November 6, 1974. Rehearing Denied February 4, 1975.
Robert L. Shevin, Atty. Gen., Richard E. Gerstein, State's Atty., and Joseph Durant, Chief Asst. State's Atty., for petitioner.
Phillip A. Hubbart, Public Defender, and Steven Rappaport, Asst. Public Defender, for respondent.
We review by writ of conflict certiorari a final order or judgment of the District Court of Appeal, Third District, declining to review a speedy trial order of the Circuit Court discharging Zebedee Johnson, Jr., respondent herein, because the State of Florida, which sought the review, misconceived its remedy having sought a writ of certiorari to review the speedy trial order.
The District Court concluded that any review of the speedy trial order should have been undertaken pursuant to a notice of appeal and accordingly dismissed the State's petition for writ of certiorari. Its order was final and terminated the State's effort to gain a review.
The petition for writ of certiorari was filed within 30 days after entry of the speedy trial order.
We do not believe undue elaboration is necessary in rendering our decision in this case. Under Section 2(a), Article V, Florida Constitution, this Court is mandated to adopt rules of practice and procedure in all courts which shall include "a requirement that no cause shall be dismissed because an improper remedy has been sought."
It is agreed that had notice of appeal been filed instead of petition for writ of certiorari, the authorizations in Section 924.07, F.S. would have allowed appellate review of the speedy trial order.
It is our view the dismissal was improper and conflicts with the rationale of State ex rel. Scaldeferri v. Sandstrom (Fla.), 285 So.2d 409, where we said in effect that we should entertain an appellate review or remedy which has merit "in whatever form is proper," pursuant to the mandate of said Section 2(a), Article V of the Constitution.

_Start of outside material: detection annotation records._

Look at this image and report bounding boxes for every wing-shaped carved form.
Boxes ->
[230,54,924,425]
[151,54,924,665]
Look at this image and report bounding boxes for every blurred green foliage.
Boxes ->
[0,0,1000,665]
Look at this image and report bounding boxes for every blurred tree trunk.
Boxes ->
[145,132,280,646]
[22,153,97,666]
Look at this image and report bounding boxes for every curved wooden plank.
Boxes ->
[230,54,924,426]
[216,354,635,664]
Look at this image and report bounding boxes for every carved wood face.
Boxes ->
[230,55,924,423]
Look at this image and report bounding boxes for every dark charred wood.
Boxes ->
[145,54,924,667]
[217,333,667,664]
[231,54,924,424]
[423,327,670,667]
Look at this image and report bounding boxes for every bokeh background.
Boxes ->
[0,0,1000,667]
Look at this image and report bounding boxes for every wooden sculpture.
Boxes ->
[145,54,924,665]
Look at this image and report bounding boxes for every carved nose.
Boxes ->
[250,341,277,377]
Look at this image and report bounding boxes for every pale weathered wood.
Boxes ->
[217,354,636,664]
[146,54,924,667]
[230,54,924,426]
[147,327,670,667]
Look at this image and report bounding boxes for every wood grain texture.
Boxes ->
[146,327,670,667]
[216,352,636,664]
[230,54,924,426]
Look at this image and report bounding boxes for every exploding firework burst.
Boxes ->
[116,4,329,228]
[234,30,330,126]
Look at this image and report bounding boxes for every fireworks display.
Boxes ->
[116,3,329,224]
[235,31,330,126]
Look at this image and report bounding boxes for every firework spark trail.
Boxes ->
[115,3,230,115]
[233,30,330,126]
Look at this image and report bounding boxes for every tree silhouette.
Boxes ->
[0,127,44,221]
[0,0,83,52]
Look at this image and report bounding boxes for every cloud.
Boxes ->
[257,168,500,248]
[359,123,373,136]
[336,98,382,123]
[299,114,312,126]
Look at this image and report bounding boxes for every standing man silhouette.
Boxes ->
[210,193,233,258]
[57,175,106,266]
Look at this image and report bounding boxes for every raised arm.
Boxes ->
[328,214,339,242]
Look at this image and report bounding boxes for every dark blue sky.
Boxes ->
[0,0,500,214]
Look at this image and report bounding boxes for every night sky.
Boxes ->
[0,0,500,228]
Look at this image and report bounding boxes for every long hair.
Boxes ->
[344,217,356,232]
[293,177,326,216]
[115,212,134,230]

The salutary purpose of the constitutional provision is to insure that improper or misconceived remedies which have been sought will not justify dismissal of causes or reviews where a proper remedy or review procedure is available, provided the relief sought was timely brought.
We are unable from the record before us to proceed to the point of disposing finally the merits of the speedy trial order. We quash the dismissal of the State's petition for writ of certiorari and direct the District Court to treat the petition as a notice of appeal and review the merits of the speedy trial order.
It is so ordered.
ERVIN, BOYD, DEKLE and OVERTON, JJ., concur.
ADKINS, C.J., and McCAIN, J., dissent.